March 5, 2009

Choosing The Right Wine

Natalie Maclean’s cheat sheet on matching food with wine

We don’t put ketchup on ice cream for the same reasons we don’t drink a delicate sauvignon blanc with a hearty boeuf bourguignon, or overwhelm halibut with a powerful shiraz: the flavours and textures just don’t match. So how do you know what to serve with what? Here are four simple rules; understand them, and you’ll also learn when and where to break them.

Rule 1: Balance strong food with strong wine
When food and wine marry well, each enhances the other, and the combination is more voluptuous than either one alone. This is why some classic matches, like Stilton and port, have been popular for centuries. Also, remember that the predominant food flavour may not be the food you’re cooking, but the sauce. In the case of lemon chicken, match the lemony tang with a bold New Zealand sauvignon blanc with citrus notes.

Rule 2: Look for opposites
Pairing a steak in green peppercorns with a peppery Syrah is a good bet, but working with contrasts can be just as successful, especially in cases of richness versus acidity. For example, pair a creamy risotto with a crisp bubbly.

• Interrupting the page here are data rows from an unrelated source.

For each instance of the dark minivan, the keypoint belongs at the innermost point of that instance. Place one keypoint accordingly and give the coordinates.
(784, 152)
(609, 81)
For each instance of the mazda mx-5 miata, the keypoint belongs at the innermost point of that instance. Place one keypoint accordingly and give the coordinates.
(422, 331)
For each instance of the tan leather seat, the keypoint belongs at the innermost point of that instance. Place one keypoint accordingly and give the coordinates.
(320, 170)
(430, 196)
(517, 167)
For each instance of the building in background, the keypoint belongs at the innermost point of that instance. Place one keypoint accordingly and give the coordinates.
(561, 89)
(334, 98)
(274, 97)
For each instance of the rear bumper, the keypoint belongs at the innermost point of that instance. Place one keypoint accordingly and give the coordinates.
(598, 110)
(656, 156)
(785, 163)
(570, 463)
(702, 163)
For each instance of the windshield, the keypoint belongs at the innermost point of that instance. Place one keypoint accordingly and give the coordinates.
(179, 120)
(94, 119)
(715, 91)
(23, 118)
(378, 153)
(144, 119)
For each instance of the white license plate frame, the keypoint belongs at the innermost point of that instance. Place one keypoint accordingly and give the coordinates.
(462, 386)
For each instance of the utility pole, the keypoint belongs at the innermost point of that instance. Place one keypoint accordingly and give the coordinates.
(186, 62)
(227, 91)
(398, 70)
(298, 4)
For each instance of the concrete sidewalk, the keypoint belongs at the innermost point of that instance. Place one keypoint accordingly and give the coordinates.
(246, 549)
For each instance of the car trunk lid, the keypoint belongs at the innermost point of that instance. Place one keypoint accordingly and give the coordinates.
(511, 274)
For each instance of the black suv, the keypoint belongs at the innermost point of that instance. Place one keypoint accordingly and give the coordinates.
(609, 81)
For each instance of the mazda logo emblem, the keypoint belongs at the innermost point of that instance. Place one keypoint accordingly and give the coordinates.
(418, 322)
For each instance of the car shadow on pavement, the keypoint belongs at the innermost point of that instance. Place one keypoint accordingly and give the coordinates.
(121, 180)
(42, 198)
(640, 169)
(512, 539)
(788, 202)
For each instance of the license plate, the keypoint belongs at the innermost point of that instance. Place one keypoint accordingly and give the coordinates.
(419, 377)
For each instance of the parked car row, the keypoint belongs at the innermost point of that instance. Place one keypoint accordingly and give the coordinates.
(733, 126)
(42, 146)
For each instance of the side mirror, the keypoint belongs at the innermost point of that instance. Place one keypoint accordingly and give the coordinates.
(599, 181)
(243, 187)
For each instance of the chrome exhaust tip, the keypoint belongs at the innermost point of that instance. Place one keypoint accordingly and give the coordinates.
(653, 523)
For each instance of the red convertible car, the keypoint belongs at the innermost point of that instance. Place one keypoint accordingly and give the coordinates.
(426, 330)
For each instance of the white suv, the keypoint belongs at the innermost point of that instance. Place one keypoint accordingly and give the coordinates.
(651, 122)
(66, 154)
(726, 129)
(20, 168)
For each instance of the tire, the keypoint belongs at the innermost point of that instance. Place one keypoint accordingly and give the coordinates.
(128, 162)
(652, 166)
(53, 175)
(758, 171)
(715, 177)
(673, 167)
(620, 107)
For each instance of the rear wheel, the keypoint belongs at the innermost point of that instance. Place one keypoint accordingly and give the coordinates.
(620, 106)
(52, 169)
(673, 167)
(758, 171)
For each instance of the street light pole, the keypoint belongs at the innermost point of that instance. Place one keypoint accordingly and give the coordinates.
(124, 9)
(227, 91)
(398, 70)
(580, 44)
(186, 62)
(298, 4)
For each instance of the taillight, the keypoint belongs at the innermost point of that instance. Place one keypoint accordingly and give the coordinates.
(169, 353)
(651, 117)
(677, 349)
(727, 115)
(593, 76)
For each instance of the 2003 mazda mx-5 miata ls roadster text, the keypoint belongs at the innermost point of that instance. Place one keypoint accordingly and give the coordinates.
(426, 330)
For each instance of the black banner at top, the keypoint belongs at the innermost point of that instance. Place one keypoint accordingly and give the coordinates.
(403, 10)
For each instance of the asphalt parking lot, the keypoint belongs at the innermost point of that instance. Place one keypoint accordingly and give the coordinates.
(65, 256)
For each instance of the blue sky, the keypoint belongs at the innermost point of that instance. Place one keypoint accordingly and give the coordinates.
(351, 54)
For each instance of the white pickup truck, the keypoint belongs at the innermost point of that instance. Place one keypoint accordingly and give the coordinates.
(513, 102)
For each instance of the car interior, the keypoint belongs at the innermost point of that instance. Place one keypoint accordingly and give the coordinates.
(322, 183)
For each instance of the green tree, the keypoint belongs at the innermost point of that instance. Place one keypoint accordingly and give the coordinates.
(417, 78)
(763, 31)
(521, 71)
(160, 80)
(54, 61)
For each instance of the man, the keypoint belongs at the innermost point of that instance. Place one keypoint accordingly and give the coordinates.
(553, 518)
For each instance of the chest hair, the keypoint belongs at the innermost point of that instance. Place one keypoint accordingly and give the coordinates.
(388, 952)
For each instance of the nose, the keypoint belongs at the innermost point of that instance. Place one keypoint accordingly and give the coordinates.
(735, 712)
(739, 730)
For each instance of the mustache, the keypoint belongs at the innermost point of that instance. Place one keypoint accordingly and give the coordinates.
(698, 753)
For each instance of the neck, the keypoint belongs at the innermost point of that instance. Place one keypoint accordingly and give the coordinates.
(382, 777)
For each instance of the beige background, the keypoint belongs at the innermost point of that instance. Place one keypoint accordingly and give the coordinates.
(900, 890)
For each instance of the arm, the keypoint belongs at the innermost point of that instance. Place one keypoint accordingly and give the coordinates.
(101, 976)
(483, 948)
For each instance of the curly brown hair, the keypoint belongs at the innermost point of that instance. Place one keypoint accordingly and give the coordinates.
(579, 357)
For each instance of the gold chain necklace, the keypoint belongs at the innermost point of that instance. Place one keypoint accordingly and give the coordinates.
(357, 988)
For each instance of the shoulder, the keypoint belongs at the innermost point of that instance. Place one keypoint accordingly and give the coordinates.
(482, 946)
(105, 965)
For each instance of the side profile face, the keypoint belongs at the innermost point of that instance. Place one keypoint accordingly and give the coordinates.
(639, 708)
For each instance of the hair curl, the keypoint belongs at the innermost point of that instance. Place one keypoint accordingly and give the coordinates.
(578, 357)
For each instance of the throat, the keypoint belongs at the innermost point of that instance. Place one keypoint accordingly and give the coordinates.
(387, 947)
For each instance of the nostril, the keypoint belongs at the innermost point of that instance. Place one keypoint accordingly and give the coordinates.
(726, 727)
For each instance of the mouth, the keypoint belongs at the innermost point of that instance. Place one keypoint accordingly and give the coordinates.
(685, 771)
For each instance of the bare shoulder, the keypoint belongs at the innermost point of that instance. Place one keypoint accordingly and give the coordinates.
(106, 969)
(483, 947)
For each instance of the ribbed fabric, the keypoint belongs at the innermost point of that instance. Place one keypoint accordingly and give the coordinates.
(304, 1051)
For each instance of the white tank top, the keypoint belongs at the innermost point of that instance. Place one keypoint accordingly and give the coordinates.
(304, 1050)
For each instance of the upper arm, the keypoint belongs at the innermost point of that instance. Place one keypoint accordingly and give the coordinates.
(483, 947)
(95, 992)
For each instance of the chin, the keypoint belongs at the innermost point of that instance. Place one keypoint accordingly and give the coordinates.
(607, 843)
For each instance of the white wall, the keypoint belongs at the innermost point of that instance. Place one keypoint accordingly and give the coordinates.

Rule 3: Match wine weight and food texture
A lightweight fish like sole works best with a crisp white wine like pinot grigio, while a heavier fish like salmon calls for a richer, fuller-bodied white like chardonnay.

Rule 4: Think regionally
One of the easiest ways to match food and wine is to think regionally. If you’re having fettuccine with a tangy tomato sauce, pair it with an Italian Chianti. Because the fruit in the sauce and the vino spring from similar soils and climates, you’re likely to have a good match.